The Uttar Pradesh Sugar Mills Association (UPSMA) has communicated to the Principal Secretary (Sugar) of the State Government that mills operating in the State are not in a position to pay even the Fair and Remunerative Price (FRP) for sugarcane, given low demand and sliding prices of the commodity.
“Under the tagging policy, factories are not in a position to make payment of even ₹200 a quintal of cane. You will appreciate that the current sugar prices do not even allow payments at Fair & Remunerative Price i.e. ₹220 for 2014-15,” said Deepak Guptara, Secretary, UPSMA, in a letter dated December 29.
The FRP is set by the Centre but the UP Government determines the price of sugarcane with a State Advised Price (SAP). The SAP, announced by the State in mid-November, was set at ₹240/quintal for the 2014-15 season. It is mandatory for mills to pay the amount to cane farmers within 14 days of procurement failing which a penalty must be paid.
“Despite an unprecedented drop in prices, there seems to be no demand and buyers are not coming and as such the sale is severely hampered,” the association said.
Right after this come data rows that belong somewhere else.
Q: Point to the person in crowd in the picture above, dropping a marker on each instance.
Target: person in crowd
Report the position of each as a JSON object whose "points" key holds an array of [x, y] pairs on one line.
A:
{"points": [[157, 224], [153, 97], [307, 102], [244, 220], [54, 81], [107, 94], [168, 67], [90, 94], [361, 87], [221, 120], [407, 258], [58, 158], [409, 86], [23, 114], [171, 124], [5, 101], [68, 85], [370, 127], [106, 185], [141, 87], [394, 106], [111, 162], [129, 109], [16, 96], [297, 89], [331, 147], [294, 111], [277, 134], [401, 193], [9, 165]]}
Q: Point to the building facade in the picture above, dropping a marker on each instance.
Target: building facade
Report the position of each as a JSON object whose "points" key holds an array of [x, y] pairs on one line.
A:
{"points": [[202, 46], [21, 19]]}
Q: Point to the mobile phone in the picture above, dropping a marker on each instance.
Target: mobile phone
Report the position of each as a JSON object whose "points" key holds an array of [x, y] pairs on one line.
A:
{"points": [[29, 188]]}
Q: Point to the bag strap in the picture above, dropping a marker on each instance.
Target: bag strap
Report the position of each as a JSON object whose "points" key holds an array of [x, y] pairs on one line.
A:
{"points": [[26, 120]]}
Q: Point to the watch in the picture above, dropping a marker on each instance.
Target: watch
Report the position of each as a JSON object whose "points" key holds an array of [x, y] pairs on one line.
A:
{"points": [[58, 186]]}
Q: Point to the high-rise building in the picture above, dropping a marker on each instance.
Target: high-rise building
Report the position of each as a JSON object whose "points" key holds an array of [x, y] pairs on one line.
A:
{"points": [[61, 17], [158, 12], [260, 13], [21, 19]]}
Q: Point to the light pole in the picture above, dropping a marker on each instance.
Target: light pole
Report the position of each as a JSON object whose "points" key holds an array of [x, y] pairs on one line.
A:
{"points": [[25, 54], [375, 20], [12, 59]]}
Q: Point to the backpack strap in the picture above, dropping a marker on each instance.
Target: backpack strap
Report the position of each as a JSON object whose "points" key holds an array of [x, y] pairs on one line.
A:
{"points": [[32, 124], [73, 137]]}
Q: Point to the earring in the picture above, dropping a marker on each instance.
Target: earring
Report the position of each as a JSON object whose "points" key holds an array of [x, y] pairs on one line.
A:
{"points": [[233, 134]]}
It also reiterates industry suggestions to aid cash-strapped mills by extending the export incentive for raw sugar (currently being examined by the Centre), stop all imports of raw sugar into the country and to create a buffer stock of at least 30 lakh tonnes (lt).
Ex-factory price of sugar in UP was about ₹2,750/quintal earlier this week, down from ₹3,000 in November.
The industry complained late last month that UP sugar was becoming less competitive owing to high production costs compared to States such as Maharashtra and Karnataka, where a rationalised cane pricing policy on the basis of the Rangarajan Committee-recommended formula has been implemented.